Только не снова. Человек-оболочка, Исходный пациент будет изгнан. Когда смотритель сделал несколько больших шагов по направлению к нему и его мужество пошатнулось, он представил себе карточку пациента своего отца перед глазами. Он представил себе Кей в этой темной и ужасной маленькой комнате для терапии отвращения. Он представил себе, как сестра Эш бросает ему записку, делая все возможное, чтобы помочь.
— Мне нужно кое-что показать тебе, мой пациент. Это не то, чем я горжусь, но очень важно, чтобы ты это увидел.
Рик встал и последовал за ним, бросив взгляд на подушку, чтобы убедиться, что ни одна из таблеток не выпала из матерчатого футляра.
К смотрителю вернулось хорошее настроение, и он, насвистывая песню, которую Рик не узнал, повел его к двери и вышел. Рик ожидал еще одного визита в кабинет, но вместо этого они повернули направо и прошли всего несколько футов, до соседней комнаты. Когда к нему вернулись воспоминания и тело отошло от лекарств, ему приходилось контролировать выражение лица, прежде чем оно выдаст эмоции.
Зачем им понадобилось входить в эту комнату?
Он собрался с духом, успокаивая нервно ерзающую ногу, пока смотритель отпирал камеру и придерживал для него дверь. Несколько санитаров в коридоре, включая Ларча, заметили суматоху и с любопытством наблюдали за происходящим. Внутрь их не пригласили.
Он думает, что я полностью под его контролем. Он думает, что я лишен права голоса.

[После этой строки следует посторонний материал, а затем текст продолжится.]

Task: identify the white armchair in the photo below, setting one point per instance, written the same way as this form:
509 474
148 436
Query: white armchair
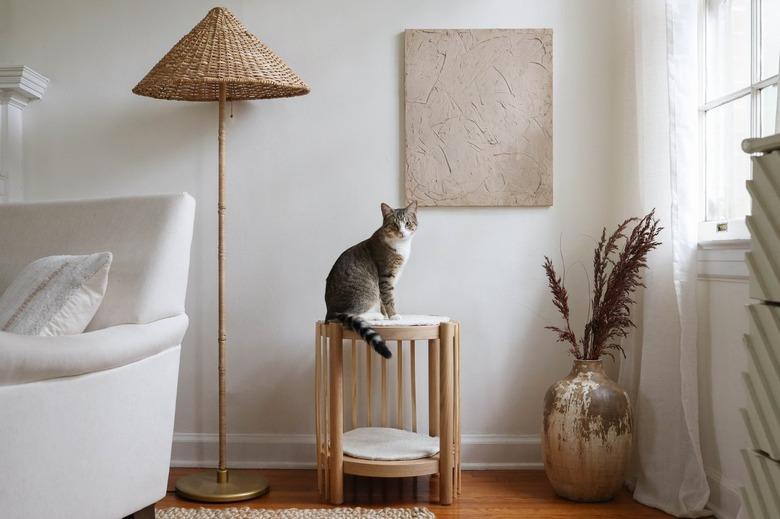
86 421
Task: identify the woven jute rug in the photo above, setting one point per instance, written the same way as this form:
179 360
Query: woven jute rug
294 513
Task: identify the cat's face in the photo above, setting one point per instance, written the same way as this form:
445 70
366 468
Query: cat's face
399 224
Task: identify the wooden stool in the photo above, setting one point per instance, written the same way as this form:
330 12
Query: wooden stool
443 384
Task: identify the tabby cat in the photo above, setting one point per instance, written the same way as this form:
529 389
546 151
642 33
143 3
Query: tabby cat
363 278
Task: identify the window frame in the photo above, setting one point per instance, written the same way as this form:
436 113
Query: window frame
736 228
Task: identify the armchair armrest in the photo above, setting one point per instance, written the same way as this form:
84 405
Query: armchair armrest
25 359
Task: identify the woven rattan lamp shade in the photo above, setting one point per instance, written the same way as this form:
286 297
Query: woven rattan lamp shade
220 50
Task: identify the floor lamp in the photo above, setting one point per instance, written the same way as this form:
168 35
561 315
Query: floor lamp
219 60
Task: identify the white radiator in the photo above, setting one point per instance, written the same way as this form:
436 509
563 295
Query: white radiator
761 493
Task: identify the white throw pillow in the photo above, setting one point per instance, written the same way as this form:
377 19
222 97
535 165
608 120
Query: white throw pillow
55 295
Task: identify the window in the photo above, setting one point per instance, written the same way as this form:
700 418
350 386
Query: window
740 44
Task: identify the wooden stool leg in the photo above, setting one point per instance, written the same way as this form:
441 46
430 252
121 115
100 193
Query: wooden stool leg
335 333
446 419
433 387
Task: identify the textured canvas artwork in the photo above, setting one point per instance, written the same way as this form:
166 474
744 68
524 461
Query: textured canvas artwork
479 117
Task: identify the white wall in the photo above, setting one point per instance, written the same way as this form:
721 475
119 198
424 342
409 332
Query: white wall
305 179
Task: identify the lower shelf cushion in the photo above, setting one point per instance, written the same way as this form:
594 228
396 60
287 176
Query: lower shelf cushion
388 444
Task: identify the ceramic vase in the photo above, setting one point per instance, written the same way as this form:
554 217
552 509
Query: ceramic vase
587 434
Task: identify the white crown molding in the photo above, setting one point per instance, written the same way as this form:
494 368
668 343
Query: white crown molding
20 84
296 451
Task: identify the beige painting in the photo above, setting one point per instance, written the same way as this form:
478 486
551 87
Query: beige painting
479 117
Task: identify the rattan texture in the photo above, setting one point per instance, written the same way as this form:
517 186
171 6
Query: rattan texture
295 513
220 50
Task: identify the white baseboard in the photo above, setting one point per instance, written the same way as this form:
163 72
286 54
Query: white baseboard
296 451
724 495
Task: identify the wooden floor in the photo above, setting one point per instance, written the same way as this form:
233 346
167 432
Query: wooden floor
486 494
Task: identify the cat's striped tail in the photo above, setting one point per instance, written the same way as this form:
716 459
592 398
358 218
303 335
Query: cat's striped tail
368 334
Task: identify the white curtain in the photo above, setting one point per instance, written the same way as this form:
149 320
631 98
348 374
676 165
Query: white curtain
661 369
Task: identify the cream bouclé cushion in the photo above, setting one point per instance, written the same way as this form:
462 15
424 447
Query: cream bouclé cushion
55 295
384 443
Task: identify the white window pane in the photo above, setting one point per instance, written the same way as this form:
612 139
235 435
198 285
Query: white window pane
727 46
768 110
727 167
770 37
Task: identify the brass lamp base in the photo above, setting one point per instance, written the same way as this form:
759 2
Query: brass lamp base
222 486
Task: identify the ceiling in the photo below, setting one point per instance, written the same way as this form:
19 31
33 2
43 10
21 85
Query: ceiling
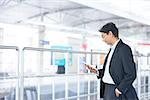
77 14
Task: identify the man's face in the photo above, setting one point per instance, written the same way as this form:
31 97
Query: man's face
106 38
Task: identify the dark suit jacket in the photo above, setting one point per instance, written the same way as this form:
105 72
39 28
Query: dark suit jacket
122 70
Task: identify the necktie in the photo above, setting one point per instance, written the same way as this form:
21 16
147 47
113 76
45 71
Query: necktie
106 58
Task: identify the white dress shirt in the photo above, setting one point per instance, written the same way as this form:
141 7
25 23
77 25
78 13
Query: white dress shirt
107 77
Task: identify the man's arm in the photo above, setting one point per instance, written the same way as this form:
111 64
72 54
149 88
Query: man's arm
128 67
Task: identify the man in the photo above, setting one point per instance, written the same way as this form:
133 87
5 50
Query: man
119 71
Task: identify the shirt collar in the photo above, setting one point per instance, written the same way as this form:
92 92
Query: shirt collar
114 45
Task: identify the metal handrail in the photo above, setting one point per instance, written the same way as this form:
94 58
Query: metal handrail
58 50
9 47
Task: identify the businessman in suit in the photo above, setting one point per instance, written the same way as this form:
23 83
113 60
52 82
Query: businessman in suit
119 71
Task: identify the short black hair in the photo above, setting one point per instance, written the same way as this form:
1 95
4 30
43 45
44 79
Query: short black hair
110 27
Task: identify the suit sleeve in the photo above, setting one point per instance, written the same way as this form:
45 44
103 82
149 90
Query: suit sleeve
128 68
100 73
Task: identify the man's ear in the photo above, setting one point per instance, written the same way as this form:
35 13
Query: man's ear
110 33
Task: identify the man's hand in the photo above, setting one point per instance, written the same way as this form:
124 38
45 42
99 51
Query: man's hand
93 70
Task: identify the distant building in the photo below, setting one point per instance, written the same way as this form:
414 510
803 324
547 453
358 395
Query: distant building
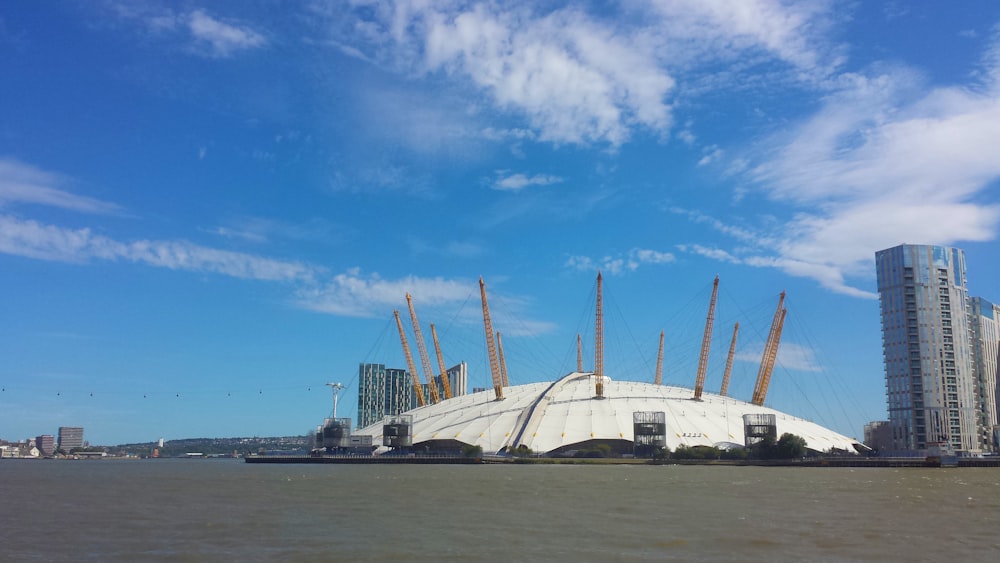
878 435
70 437
986 348
386 391
931 382
46 444
382 391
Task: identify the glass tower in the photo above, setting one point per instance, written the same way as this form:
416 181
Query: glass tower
927 336
382 391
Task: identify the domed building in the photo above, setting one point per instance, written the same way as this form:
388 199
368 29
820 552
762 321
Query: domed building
556 418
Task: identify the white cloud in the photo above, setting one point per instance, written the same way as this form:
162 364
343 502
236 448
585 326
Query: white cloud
200 32
354 294
26 184
48 242
873 170
790 31
579 75
517 182
615 265
886 160
222 39
791 356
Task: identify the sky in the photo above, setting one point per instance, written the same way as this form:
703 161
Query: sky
209 210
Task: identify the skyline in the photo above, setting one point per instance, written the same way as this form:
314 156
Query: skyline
210 210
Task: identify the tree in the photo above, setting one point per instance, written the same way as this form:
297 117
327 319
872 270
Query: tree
791 446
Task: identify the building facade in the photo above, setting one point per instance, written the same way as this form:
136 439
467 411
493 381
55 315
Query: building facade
382 391
931 384
386 391
46 444
70 437
986 348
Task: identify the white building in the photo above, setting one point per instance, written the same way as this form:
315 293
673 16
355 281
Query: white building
555 417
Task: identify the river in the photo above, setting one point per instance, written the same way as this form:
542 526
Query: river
226 510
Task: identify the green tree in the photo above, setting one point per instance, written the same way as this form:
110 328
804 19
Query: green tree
791 446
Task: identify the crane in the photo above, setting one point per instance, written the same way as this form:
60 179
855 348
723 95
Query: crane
444 372
503 362
770 354
335 387
409 362
425 361
491 346
579 354
658 380
599 343
706 343
729 362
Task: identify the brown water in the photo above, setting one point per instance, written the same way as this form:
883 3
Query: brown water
226 510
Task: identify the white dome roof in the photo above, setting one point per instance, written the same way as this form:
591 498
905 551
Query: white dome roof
551 415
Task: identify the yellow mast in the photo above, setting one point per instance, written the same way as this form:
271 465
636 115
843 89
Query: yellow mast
579 354
491 346
444 371
706 343
503 362
599 344
658 380
409 361
729 362
425 361
770 354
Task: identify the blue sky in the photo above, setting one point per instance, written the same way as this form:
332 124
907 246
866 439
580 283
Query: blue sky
209 210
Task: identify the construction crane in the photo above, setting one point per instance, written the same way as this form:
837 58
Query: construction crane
658 380
491 346
599 344
729 362
503 362
770 354
335 387
706 343
425 361
409 362
579 354
444 371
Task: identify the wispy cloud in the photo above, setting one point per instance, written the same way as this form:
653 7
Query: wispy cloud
791 356
22 183
355 294
620 264
199 32
517 182
886 160
222 39
584 77
49 242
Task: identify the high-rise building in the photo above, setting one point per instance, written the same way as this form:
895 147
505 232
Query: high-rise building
986 348
931 384
382 391
70 437
386 391
46 444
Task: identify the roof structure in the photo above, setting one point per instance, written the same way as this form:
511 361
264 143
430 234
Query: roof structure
549 417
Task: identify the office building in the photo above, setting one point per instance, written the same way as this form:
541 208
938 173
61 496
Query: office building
46 444
70 437
986 348
383 391
931 384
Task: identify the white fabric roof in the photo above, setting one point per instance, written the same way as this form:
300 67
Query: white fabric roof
550 415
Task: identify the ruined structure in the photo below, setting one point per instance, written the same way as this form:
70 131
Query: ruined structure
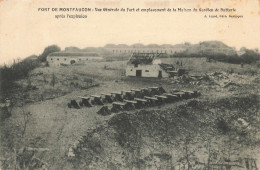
147 65
68 58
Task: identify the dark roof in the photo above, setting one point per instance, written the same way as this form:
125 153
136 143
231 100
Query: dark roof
73 54
142 58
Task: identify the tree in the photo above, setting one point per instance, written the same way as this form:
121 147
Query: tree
47 51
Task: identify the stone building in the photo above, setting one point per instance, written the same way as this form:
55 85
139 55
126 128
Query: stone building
68 58
147 65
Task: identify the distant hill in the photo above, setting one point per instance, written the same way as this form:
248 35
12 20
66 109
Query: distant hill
210 47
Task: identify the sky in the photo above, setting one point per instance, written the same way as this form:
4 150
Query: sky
25 30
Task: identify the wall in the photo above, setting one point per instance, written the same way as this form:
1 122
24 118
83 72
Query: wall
147 70
58 60
144 50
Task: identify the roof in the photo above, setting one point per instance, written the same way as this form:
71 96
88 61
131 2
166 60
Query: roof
73 54
142 58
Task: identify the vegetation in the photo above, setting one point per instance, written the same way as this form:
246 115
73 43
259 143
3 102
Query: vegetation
47 51
248 57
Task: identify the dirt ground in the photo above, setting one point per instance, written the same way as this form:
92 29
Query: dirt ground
54 126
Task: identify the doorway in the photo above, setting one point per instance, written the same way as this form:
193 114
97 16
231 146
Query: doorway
138 73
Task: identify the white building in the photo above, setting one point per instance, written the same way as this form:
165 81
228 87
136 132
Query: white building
68 58
147 65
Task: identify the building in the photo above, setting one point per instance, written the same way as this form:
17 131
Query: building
140 48
147 65
68 58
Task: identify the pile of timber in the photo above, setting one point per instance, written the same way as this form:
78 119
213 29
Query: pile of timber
133 99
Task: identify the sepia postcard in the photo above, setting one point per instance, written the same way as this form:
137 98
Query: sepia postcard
130 84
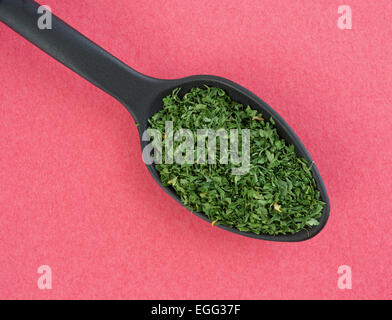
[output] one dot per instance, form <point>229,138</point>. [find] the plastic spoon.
<point>142,95</point>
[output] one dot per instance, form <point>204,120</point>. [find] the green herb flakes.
<point>276,196</point>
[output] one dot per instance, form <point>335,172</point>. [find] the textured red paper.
<point>75,194</point>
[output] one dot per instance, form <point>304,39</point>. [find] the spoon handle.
<point>79,54</point>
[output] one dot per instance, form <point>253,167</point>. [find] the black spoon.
<point>140,94</point>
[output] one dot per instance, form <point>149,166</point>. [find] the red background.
<point>75,194</point>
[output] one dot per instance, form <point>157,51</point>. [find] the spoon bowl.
<point>142,95</point>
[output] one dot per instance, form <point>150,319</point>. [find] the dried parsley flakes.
<point>276,196</point>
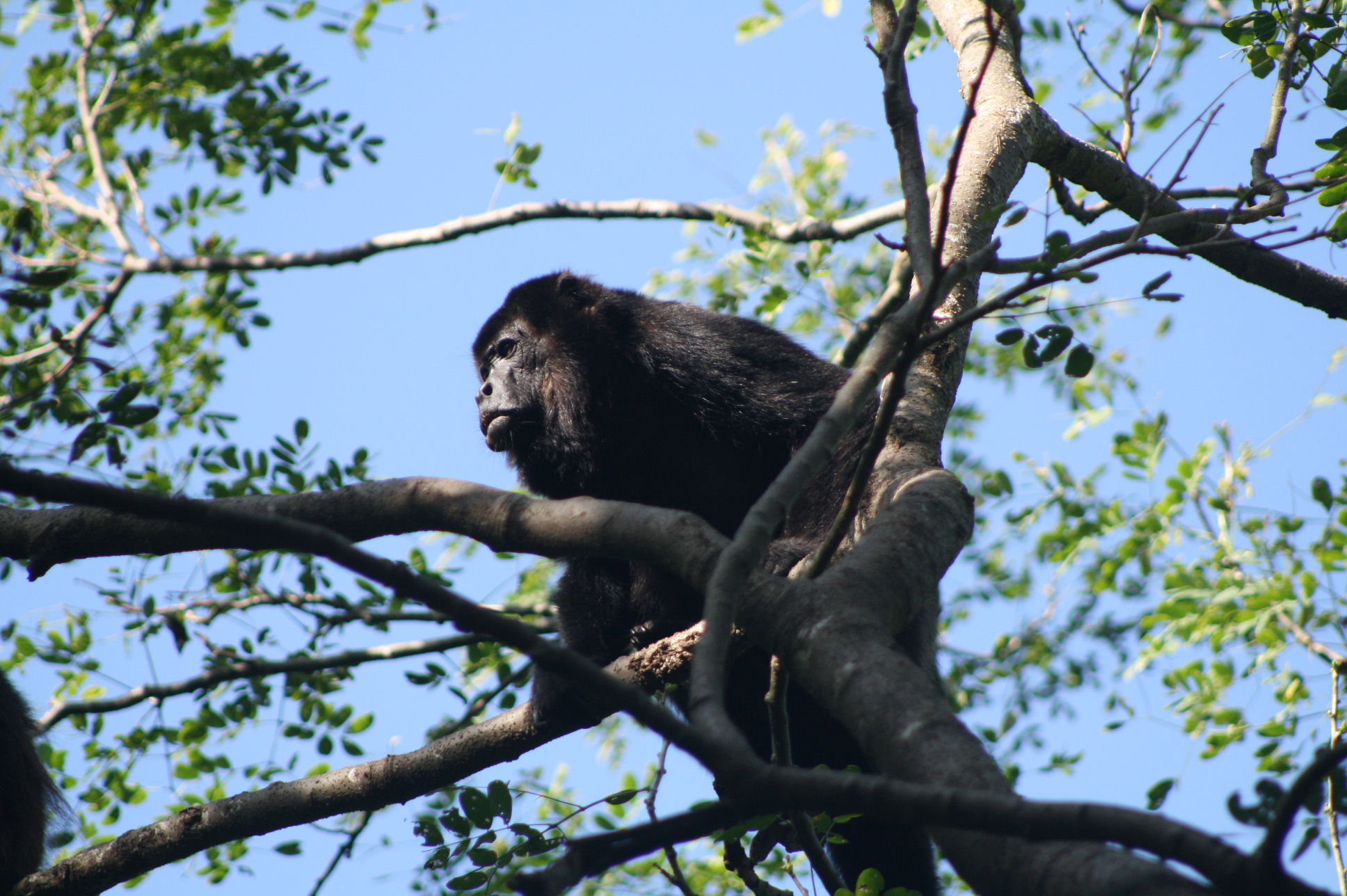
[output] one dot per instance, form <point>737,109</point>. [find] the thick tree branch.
<point>251,669</point>
<point>465,615</point>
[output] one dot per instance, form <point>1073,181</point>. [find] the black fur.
<point>609,394</point>
<point>27,795</point>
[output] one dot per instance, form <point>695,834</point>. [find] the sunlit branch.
<point>251,669</point>
<point>561,209</point>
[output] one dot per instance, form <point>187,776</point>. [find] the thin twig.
<point>344,851</point>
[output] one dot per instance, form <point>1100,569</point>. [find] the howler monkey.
<point>609,394</point>
<point>27,794</point>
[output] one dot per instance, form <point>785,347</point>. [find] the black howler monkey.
<point>27,794</point>
<point>609,394</point>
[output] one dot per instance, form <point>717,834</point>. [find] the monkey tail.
<point>27,794</point>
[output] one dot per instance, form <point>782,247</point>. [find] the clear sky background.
<point>378,355</point>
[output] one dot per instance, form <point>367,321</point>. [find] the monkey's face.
<point>508,403</point>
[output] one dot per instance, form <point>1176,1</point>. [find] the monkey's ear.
<point>575,291</point>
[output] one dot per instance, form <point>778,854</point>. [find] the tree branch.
<point>251,669</point>
<point>802,231</point>
<point>1108,175</point>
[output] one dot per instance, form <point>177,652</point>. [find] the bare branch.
<point>251,669</point>
<point>1108,175</point>
<point>449,231</point>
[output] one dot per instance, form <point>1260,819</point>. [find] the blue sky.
<point>378,355</point>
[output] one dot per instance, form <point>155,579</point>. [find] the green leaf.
<point>1321,490</point>
<point>476,806</point>
<point>1158,792</point>
<point>134,414</point>
<point>1079,362</point>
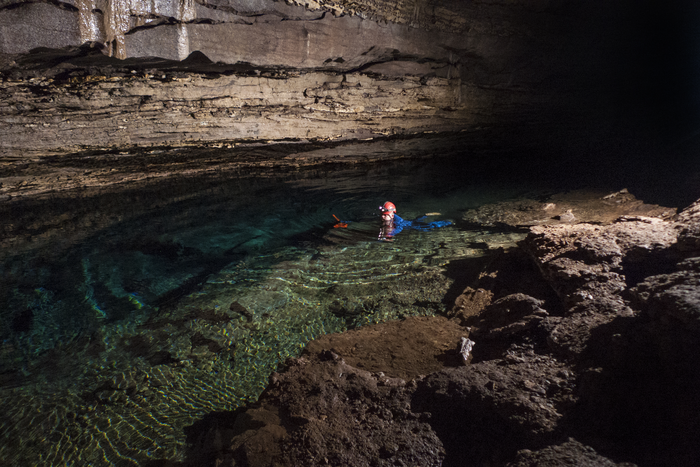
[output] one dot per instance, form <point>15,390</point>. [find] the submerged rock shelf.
<point>601,372</point>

Рик никак не мог подготовиться к встрече с маленькой девочкой или ее комнатой. Она была безупречно чистой, но печальной. Почти пустой. Ее кровать была намного меньше его и выглядела менее удобной. Одна изношенная простыня лежала скомканной на краю матраса. Она была маленькой и хрупкой, как он помнил, в простой белой ночной рубашке, которая заканчивалась ниже колен. Ее длинные — предлинные волосы свисали на лицо, почти касаясь пола.
Она, казалось, не замечала их, стоя неподвижно посреди комнаты.